The Government's bears its burden by establishing by a preponderance of the evidence that the actions of its agents are consonant with constitutional protections. See United States v. Matlock, 415 U.S. 164, 178 n. 14 (1974) ("the controlling burden of proof at suppression hearings should impose no greater burden [on the Government] than proof by a preponderance of the evidence"); see also United States v. Jacobs, 431 F.3d 99, 109 (3d Cir. 2005) ("The burden is on the Government to establish, by a preponderance of the evidence, that a challenged statement was voluntary.")

IV. Discussion

The defendant contends that evidence against him must be suppressed for three reasons. First, he argues that he was illegally seized by Patrolman Sheeky, because the patrolman asked questions that "diverged from the traffic stop to unrelated matters[.]" (D.I. 19 at 7.) Consequently, as defendant sees it, any evidence obtained after Patrolman Sheeky asked questions about anything other than the broken headlight "must be suppressed as a violation of the fruit of the poisonous tree doctrine." ( Id. at 8; citing Wong Sun v. United States, 371 U.S. 471 (1963).) Second, the defendant argues that he had invoked his Fifth Amendment right to remain silent when Patrolman Sheeky advised him of his rights following the discovery of the heroin in his SUV, and, therefore, that any statements taken from him after that point were in violation of his Fifth Amendment rights and the protections established by the Supreme Court's ruling in Miranda v. Arizona, 384 U.S. 436 (1966). (D.I. 19 at 9-11.) Finally, the defendant maintains that his Fifth Amendment rights were violated by the custodial interrogation conducted by Agent Hughes, since Agent Hughes created a "coercive environment" that made the defendant's waiver of Miranda rights involuntary. ( Id. at 12-20.) The Government, of course, takes the opposite side of each of these contentions. While I do not share the Government's unalloyed satisfaction with the events surrounding the defendant's interrogation, I have concluded that the Government has borne its burden of showing that the challenged evidence was gathered in a manner consistent with the defendant's constitutional rights.

A. The Traffic Stop and Vehicle Search

The defendant does not contend that there was anything improper about Patrolman Sheeky's decision to pull him over for a traffic violation. His argument is, rather, that the patrolman used the traffic stop as "carte blanche" to engage in an unwarranted detention and investigation of the defendant. ( Id. at 7-8.) The facts, however, simply do not bear that interpretation.
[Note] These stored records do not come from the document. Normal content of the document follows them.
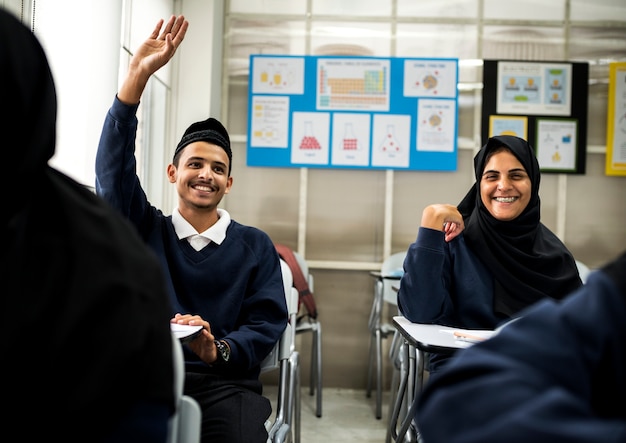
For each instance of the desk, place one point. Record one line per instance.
(421, 339)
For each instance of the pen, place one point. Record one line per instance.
(468, 337)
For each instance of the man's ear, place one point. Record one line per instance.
(171, 173)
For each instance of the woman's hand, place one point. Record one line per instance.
(443, 217)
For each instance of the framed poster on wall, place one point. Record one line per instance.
(543, 102)
(353, 112)
(616, 120)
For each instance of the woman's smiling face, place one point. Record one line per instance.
(505, 186)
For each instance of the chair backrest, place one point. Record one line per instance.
(300, 278)
(304, 266)
(392, 267)
(286, 344)
(184, 425)
(583, 271)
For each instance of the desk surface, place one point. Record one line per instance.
(434, 338)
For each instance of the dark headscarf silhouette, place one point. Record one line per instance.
(527, 260)
(85, 328)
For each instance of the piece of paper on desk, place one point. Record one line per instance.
(185, 332)
(470, 336)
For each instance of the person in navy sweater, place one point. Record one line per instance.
(220, 274)
(477, 265)
(555, 374)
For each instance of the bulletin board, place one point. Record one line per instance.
(543, 102)
(616, 120)
(353, 112)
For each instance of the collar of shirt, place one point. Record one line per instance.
(216, 233)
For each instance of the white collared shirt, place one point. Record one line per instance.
(216, 233)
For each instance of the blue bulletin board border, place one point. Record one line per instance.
(348, 112)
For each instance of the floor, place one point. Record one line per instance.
(347, 416)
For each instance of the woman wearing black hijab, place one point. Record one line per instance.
(477, 265)
(86, 342)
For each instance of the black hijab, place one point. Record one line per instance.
(85, 328)
(527, 260)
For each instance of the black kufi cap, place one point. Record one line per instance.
(209, 130)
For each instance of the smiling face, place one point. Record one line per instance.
(505, 187)
(201, 177)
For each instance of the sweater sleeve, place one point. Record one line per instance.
(116, 176)
(424, 294)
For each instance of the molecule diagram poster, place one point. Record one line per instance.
(353, 112)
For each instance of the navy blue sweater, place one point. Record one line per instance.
(236, 286)
(445, 283)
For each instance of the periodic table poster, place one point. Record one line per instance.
(353, 112)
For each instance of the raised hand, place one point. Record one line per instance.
(152, 54)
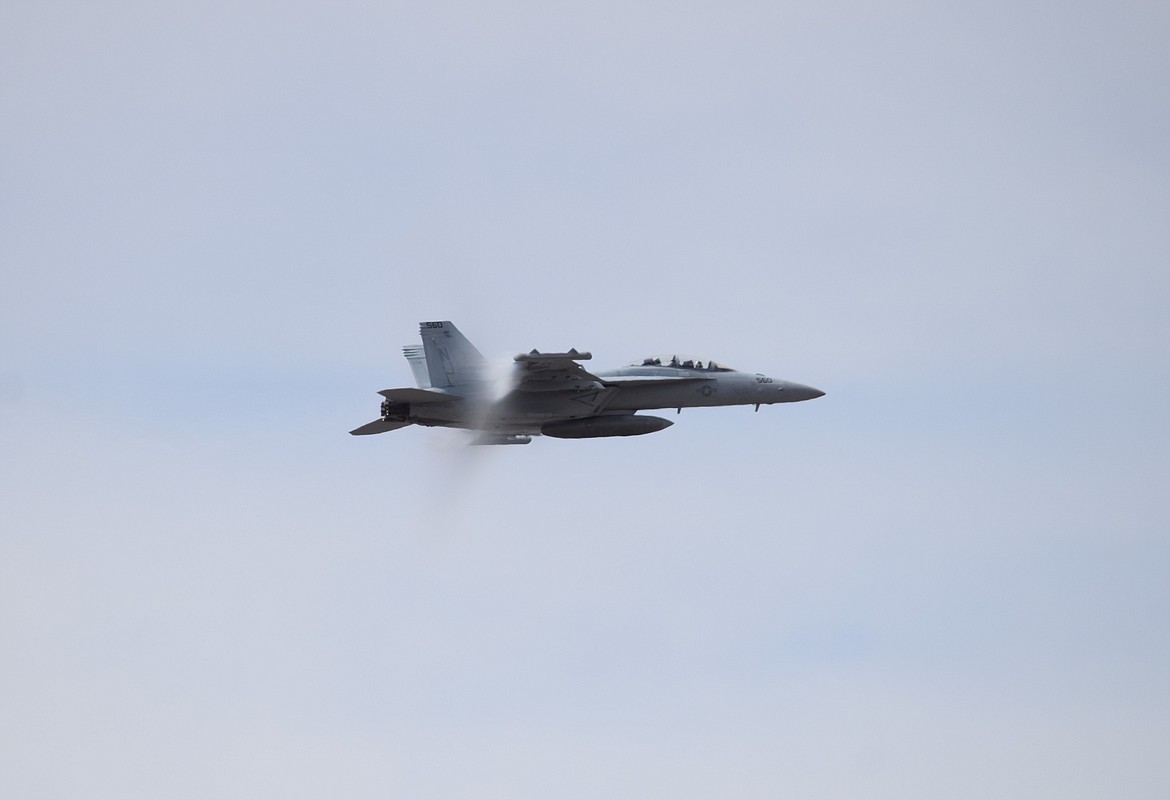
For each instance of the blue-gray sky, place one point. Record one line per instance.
(948, 577)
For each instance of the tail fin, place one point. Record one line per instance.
(418, 359)
(451, 359)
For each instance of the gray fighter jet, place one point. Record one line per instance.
(551, 394)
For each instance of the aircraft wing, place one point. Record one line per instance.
(652, 380)
(379, 426)
(549, 372)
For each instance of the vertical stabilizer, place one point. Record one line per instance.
(418, 359)
(451, 359)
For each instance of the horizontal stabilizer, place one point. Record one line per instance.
(379, 426)
(537, 356)
(418, 397)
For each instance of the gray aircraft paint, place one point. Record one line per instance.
(553, 395)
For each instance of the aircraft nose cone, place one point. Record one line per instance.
(797, 392)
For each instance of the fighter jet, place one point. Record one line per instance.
(551, 394)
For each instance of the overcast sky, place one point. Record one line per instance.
(945, 578)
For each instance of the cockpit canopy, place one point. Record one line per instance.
(681, 361)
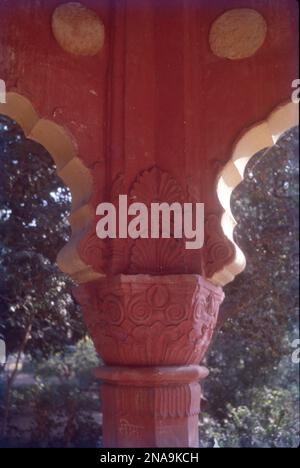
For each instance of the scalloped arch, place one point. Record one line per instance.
(260, 136)
(63, 149)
Less than fifteen minutes elapsed from the time Patrolman Sheeky pulled the defendant over until the time the patrolman obtained the defendant's consent to search the SUV. Supra at 3 (citing times noted on Gov't Ex. 1 and Gov't Ex. 2.) During that time, the patrolman approached the defendant's SUV, conducted his initial conversation with the defendant, obtained the defendant's license and registration, returned to his own vehicle, ran a computer check on the defendant's documents, called for back-up, filled out a written warning, filled out a consent to search form, and returned and explained the warning and the consent form to the defendant. See supra at 1-3. That was a reasonable amount of time to accomplish legitimate law enforcement purposes, all of which were connected to a valid traffic stop. The questions the patrolman asked where brief "what is the nature of your trip" inquiries. The defendant has cited no case, and I have found none, in which comparable facts were held to constitute an unreasonable seizure. Cf. United States v. Burton, 334 F.3d 514, 518 (6th Cir. 2003) ("Questions that hold potential for detecting crime, yet create little or no inconvenience, do not turn reasonable detention into unreasonable detention." (quoting United States v. Childs, 277 F.3d 947, 954 (7th Cir.) (en banc), cert. denied, 537 U.S. 829 (2002)).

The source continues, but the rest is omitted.